Benchmark

Here we provide a benchmark to identity the performance variation between Julia and Fortran implementations. For brevity, we direct make use of the dynamic library kitmod.so by ccall function in Julia, and compare the efficiency of computing numerical fluxes by BenchmarkTools.jl.

using Kinetic, BenchmarkTools

begin
    u = collect(-5.0:0.1:5.0)
    nu = length(u)
    weights = ones(nu) .* 0.5

    fw = zeros(3)
    fh = zeros(nu)
    fb = zeros(nu)

    inK = 2
    γ = 5.0 / 3.0
    primL = [1., 0., 1.]
    wL = prim_conserve(primL, γ)
    hL = maxwellian(u, primL) |> Array;
    bL = hL .* 2 ./ (2.)
    shL = zeros(nu)
    sbL = zeros(nu)
    lenL = 0.1

    primR = [0.5, 0., 1.]
    wR = prim_conserve(primR, γ)
    hR = maxwellian(u, primR) |> Array;
    bR = hR .* 2 ./ (2.)
    shR = zeros(nu)
    sbR = zeros(nu)
    lenR = 0.1

    muref = 0.001
    omega = 0.72
    prandtl = 1.0
    dt = 1e-4
end

#--- kfvs ---#
@btime ccall(
    (:__kinetic_MOD_flux_kfvs_2f1v, "kitmod.so"),
    Nothing,
    (
        Ref{Float64}, 
        Ref{Float64}, 
        Ref{Float64}, 
        Ref{Float64}, 
        Ref{Float64}, 
        Ref{Float64}, 
        Ref{Float64}, 
        Ref{Float64},
        Ref{Float64}, 
        Ref{Int}, 
        Ref{Float64}, 
        Ref{Float64}, 
        Ref{Float64}, 
        Ref{Float64},
        Ref{Float64},
    ),
    fw,
    fh,
    fb,
    hL,
    bL,
    hR,
    bR,
    u,
    weights,
    nu,
    dt,
    shL,
    sbL,
    shR,
    sbR,
)

@btime flux_kfvs!(fw, fh, fb, hL, bL, hR, bR, u, weights, dt, shL, sbL, shR, sbR)

#--- ugks ---#
@btime ccall(
    (:__kinetic_MOD_flux_ugks_2f1v, "kitmod.so"),
    Nothing,
    (
        Ref{Float64}, 
        Ref{Float64}, 
        Ref{Float64}, 
        Ref{Float64}, 
        Ref{Float64}, 
        Ref{Float64}, 
        Ref{Float64}, 
        Ref{Float64}, 
        Ref{Float64},
        Ref{Float64}, 
        Ref{Float64}, 
        Ref{Int}, 
        Ref{Float64}, 
        Ref{Float64}, 
        Ref{Float64}, 
        Ref{Float64}, 
        Ref{Float64}, 
        Ref{Float64}, 
        Ref{Float64}, 
        Ref{Float64},
        Ref{Float64}, 
        Ref{Float64}, 
        Ref{Float64}, 
        Ref{Float64},
    ),
    fw,
    fh,
    fb,
    wL,
    hL,
    bL,
    wR,
    hR,
    bR,
    u,
    weights,
    nu,
    inK,
    γ,
    muref,
    omega,
    prandtl,
    dt,
    lenL,
    lenR,
    shL,
    sbL,
    shR,
    sbR,
)

@btime flux_ugks!(fw, fh, fb, wL, hL, bL, wR, hR, bR, u, weights, inK, γ, muref, omega, prandtl, dt, lenL, lenR, shL, sbL, shR, sbR)

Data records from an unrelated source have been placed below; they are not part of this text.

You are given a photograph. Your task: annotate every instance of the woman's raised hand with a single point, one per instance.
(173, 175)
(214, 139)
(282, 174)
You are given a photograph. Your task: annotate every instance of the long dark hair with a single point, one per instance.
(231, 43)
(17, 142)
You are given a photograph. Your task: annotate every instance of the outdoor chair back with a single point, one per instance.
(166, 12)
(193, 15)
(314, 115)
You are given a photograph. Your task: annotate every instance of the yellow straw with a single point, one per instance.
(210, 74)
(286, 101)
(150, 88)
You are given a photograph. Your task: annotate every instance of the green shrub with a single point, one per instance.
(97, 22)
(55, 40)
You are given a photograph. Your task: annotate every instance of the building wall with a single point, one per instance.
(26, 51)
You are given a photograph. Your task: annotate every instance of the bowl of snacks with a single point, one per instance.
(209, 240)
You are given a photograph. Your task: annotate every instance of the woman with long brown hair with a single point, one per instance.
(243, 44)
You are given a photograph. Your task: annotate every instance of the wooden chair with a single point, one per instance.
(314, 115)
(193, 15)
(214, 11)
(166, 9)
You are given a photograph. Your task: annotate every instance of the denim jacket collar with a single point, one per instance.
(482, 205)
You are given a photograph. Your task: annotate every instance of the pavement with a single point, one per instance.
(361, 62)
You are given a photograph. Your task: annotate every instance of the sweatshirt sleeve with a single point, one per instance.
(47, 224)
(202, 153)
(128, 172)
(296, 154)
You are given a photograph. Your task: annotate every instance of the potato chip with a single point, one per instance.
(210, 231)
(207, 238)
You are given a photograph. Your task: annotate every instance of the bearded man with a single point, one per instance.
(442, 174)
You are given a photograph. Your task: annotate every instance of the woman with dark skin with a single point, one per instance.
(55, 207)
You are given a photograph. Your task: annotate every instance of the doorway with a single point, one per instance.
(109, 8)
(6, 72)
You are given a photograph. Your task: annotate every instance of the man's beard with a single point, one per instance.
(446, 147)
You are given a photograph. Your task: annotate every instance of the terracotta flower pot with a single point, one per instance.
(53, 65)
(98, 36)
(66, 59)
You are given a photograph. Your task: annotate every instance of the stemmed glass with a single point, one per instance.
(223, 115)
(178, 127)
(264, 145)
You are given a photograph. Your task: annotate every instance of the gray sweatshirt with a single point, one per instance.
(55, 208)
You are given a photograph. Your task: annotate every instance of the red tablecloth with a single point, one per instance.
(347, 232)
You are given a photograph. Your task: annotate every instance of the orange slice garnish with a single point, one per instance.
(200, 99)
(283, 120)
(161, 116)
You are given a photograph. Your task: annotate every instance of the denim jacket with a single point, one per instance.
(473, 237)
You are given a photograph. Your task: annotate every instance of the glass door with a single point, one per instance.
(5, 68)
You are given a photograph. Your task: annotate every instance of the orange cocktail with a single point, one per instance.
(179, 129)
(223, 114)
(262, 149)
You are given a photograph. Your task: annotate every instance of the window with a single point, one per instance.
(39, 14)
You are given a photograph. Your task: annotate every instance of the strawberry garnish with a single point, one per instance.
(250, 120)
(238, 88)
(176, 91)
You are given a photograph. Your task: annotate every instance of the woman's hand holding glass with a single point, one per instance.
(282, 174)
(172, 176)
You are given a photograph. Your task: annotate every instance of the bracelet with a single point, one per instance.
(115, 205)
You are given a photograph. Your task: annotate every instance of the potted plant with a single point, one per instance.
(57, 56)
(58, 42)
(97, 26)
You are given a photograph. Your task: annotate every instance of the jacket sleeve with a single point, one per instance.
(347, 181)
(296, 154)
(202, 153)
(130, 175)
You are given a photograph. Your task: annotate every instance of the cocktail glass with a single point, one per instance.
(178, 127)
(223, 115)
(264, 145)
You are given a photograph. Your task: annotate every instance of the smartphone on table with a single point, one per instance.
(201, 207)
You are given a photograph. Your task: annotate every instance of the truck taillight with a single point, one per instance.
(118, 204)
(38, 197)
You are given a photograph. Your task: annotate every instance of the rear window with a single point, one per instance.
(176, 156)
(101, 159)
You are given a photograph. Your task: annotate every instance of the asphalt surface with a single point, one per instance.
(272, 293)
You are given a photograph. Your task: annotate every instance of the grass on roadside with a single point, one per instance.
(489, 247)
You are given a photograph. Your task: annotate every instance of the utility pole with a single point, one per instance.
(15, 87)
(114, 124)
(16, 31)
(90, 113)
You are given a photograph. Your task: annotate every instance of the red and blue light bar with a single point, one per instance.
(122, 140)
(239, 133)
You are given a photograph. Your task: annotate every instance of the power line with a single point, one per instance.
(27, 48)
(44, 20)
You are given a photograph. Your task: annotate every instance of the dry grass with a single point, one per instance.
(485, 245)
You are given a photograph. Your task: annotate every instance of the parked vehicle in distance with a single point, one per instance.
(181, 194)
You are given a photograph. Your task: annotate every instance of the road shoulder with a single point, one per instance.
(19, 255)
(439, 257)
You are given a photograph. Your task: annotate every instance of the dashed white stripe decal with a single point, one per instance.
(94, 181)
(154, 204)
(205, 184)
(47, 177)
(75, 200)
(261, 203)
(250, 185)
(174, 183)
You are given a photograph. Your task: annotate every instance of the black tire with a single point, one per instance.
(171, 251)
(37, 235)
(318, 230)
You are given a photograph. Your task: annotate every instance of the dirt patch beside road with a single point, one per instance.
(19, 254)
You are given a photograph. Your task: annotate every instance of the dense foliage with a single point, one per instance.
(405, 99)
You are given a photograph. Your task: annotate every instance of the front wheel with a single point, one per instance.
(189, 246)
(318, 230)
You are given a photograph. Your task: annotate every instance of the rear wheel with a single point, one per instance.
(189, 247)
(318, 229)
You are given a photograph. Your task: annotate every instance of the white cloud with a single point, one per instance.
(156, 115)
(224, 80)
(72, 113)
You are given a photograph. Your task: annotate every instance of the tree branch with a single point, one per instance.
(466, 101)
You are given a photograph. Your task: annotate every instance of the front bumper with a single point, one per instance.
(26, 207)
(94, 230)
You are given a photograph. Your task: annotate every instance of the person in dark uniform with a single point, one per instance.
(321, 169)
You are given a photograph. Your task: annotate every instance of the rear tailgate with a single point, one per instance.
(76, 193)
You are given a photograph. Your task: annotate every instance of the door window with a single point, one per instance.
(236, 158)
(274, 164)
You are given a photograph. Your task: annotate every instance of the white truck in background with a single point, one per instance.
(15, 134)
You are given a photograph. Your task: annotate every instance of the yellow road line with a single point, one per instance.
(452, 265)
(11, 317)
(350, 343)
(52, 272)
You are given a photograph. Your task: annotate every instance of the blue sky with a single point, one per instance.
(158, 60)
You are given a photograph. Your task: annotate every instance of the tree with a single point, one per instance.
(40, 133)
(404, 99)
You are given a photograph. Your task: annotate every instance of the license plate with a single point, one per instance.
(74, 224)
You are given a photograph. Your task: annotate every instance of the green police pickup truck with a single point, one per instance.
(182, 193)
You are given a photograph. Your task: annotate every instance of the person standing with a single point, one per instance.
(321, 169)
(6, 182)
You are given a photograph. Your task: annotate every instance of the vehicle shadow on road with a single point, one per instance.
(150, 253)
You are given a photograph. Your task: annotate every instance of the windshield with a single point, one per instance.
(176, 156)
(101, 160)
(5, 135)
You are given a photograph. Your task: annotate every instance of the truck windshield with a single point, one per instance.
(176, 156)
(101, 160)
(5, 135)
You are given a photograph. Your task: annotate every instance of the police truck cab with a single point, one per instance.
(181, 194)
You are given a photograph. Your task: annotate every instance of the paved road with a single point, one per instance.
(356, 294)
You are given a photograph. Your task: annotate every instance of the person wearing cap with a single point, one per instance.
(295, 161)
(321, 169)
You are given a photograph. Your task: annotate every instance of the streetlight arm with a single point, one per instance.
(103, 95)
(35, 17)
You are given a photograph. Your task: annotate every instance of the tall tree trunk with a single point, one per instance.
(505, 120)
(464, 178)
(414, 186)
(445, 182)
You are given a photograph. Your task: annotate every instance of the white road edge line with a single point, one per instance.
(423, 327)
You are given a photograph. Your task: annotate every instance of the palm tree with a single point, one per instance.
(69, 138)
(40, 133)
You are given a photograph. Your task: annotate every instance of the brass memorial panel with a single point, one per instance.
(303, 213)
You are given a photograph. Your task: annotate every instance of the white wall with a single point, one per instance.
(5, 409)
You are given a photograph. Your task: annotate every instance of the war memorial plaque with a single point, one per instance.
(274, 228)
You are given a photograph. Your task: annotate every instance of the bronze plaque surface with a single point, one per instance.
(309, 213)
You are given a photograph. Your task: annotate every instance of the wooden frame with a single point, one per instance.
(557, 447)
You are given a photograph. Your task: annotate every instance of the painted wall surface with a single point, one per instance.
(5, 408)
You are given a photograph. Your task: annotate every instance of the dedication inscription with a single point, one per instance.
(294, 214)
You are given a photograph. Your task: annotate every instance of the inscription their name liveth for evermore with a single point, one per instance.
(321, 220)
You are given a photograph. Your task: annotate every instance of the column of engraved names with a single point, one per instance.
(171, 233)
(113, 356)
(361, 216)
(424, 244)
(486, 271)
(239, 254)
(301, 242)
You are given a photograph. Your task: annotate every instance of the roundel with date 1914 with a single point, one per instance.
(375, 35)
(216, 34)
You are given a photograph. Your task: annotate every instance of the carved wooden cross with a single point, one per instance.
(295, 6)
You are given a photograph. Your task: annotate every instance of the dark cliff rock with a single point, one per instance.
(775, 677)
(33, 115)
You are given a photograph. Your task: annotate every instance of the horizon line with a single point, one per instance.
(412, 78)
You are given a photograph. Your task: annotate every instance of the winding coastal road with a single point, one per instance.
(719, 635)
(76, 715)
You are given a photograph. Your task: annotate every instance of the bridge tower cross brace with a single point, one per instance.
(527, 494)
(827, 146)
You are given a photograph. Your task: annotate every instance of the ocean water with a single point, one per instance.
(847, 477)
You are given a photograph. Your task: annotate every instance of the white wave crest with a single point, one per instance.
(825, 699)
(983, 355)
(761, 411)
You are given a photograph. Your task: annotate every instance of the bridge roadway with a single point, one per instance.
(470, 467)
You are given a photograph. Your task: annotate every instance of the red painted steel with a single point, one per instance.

The results on a intel NUC8i7BEH with i7-8559U with 101 velocity points is as follows

Kinetic.jl

  • KFVS flux ~ 6.747 μs (13 allocations: 11.38 KiB)
  • UGKS flux ~ 13.344 μs (123 allocations: 20.94 KiB)

KitFort.jl

  • KFVS flux ~ 5.421 μs (37 allocations: 800 bytes)
  • UGKS flux ~ 11.413 μs (55 allocations: 1.09 KiB)

As presented, there is an improvement on efficiency by around 15%.